Thursday, October 9, 2024

North Korea Tensions High As Missile Launches Loom

We are looking for pictures of this. Post links if you see them.
South Korea held its first naval fleet review in a decade Tuesday, putting state-of-the-art destroyers on display in a show of force amid heightened tension on the divided peninsula over North Korea's nuclear ambitions.

The review of some 50 vessels featured about two dozen foreign warships — including the USS George Washington aircraft carrier — taking part in maneuvers off South Korea's southeast coast.

It was South Korea's first fleet review since 1998, and was organized to mark the 60th anniversary of the foundation of the country's armed forces.
Like clockwork, international cooperation between South Korea and the rest of the world has driven up the rhetoric in North Korea. North Korea fired a few short range missiles to draw some attention. Apparently that was not enough, because today the threat is in regards to some Yellow Sea naval action.
North Korea's naval command on Thursday accused South Korean ships of violating its territorial waters in the Yellow Sea and warned that escalating tensions could lead to a clash.

The warning came two days after the hardline communist country fired short-range missiles in the Yellow Sea, the scene of bloody naval clashes in 1999 and 2002.

"The situation... has become so tense that a naval clash may break out due to such military provocations as the ceaseless infiltration of warships deep into the (North's) territorial waters," the state news agency KCNA quoted a navy command spokesman as saying.

He accused the South's navy of sending more warships into the North's territorial waters since early September in an attempt to legitmise the disputed sea border known as the Northern Limit Line (NLL).
Many have responded to the North Korean rhetoric, including the US.
US officials on Thursday urged North Korea to avoid missile launches and other acts that could raise tension with South Korea, amid deadlocked negotiations for Pyongyang's nuclear disarmament.

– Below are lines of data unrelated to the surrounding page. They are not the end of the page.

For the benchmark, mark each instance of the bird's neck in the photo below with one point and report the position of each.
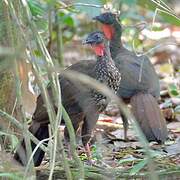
(115, 42)
(106, 55)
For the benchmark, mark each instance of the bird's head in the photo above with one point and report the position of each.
(110, 24)
(97, 41)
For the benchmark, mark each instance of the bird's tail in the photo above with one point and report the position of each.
(40, 131)
(149, 116)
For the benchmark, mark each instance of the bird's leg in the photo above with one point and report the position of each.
(125, 126)
(87, 128)
(88, 151)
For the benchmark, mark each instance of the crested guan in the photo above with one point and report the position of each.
(82, 103)
(139, 81)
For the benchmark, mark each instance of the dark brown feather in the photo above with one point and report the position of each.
(149, 117)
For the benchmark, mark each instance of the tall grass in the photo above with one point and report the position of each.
(23, 37)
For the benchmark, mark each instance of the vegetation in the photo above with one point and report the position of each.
(38, 39)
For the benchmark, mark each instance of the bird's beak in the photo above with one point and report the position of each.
(88, 40)
(98, 18)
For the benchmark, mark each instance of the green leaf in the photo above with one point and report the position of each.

The officials also regretted that North Korea had now barred UN inspectors from its nuclear sites following its moves to restart a nuclear program it had shut down last year under the six-party disarmament negotiations.

"We would urge North Korea to avoid any steps that increase tension on the peninsula," State Department spokesman Sean McCormack told reporters when asked about rising tensions over the disputed Korean maritime borders.

Two days after it fired short-range missiles in the Yellow Sea, North Korea on Thursday accused South Korean ships of violating its territorial waters there and warned that escalating tensions could lead to a clash.

McCormack could not confirm whether North Korea had test-fired missiles, but added: "I would remind the North Korean government ... that missile-related activities are prohibited under UN Security Council Resolution 1718."
Get ready for some hot rhetoric from the Pacific, because the latest news is that North Korea is preparing to launch as many as 10 missiles. While we are fighting in 2 wars, we should not forget that technically, a state of war still exists between South Korea and North Korea, and the US is sitting in the middle of both.

All this activity has us wondering if Kim Jong-il is still alive, since he hasn't been seen since that stroke in August.